Existing law requires a grower of industrial hemp that is to be used for commercial purposes to register with the commissioner of the county in which the grower intends to engage in industrial hemp cultivation.
This bill would require a manufacturer of food that includes industrial
hemp to be able to demonstrate that all parts of the plant used in their food come from a state or country that has an established and approved industrial hemp program program, as defined, that inspects or regulates hemp under a food safety program or equivalent criteria to ensure safety for human consumption and the industrial hemp cultivator or grower to be in good standing and compliance with the governing laws of the state or country of origin.
This bill would state that a food, beverage, or cosmetic is not adulterated by the inclusion of industrial hemp or cannabinoids, extracts, or derivatives from industrial hemp, and would prohibit restrictions on the sale of food, beverages, or cosmetics that include industrial hemp or cannabinoids, extracts, or derivatives from
industrial hemp based solely on the inclusion of industrial hemp or cannabinoids, extracts, or derivatives from industrial hemp.

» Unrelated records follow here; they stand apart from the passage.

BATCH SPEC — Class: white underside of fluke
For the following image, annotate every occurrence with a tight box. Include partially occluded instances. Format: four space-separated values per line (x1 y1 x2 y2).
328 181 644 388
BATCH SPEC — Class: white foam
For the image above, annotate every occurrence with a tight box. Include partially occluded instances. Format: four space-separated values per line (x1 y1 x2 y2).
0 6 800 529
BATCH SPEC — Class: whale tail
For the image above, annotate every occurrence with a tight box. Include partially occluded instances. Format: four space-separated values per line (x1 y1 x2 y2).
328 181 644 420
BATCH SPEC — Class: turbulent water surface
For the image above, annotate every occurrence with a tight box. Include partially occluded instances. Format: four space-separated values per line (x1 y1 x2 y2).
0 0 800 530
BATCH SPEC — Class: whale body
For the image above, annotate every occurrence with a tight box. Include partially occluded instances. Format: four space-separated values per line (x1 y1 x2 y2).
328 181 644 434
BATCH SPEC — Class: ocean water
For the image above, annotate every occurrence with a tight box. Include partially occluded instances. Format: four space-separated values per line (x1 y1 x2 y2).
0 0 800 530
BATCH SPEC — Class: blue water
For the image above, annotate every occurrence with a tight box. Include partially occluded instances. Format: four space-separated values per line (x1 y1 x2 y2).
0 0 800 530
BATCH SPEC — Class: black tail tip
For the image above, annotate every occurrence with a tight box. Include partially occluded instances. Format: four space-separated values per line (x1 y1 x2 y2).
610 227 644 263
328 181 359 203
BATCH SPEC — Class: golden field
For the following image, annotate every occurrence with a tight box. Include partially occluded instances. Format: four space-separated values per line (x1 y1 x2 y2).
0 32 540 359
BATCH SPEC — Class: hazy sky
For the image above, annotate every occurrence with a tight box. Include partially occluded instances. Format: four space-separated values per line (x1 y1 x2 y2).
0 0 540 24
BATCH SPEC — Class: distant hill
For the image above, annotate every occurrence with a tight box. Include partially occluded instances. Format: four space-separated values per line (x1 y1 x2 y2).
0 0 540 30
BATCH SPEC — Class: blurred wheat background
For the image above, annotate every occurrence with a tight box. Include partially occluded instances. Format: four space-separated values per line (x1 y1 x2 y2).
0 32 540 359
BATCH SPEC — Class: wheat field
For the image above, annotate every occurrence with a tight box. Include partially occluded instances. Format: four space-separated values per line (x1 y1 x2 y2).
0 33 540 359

This bill would require the label of any package of a food, beverage, or cosmetic product containing cannabidiol derived from industrial hemp to include a specified statement. The bill would also prohibit a manufacturer, distributor, or seller of an industrial hemp product from including on the label, or publishing or disseminating in advertising or marketing, a health-related statement, as defined, that is untrue in any particular manner or that tends to create a misleading impression as to the effects on health of consuming products containing industrial hemp or cannabinoids, extracts, or derivatives from industrial hemp. By creating a new crime, this bill would impose a state-mandated local program.
This bill would prohibit a raw hemp product, as defined, from being distributed or sold in this
state without a certificate of analysis from an independent testing laboratory, as defined, that confirms specified information, including that the tested batch of industrial hemp does not contain contaminants that are unsafe for human consumption. By creating a new crime, this bill would impose a state-mandated local program.
This bill would state that an entity that is licensed to engage in commercial cannabis activity pursuant to MAUCRSA is not prohibited from manufacturing, distributing, or selling products that contain industrial hemp or cannabinoids, extracts, or derivatives from industrial hemp grown in compliance with the registration requirements for growers.
The California Constitution requires the state to reimburse local agencies and school districts for certain costs mandated by the state. Statutory provisions establish procedures for making that reimbursement.
This bill would provide that no reimbursement is required by this act for a specified reason.
This bill would declare that it is to take effect immediately as an urgency statute.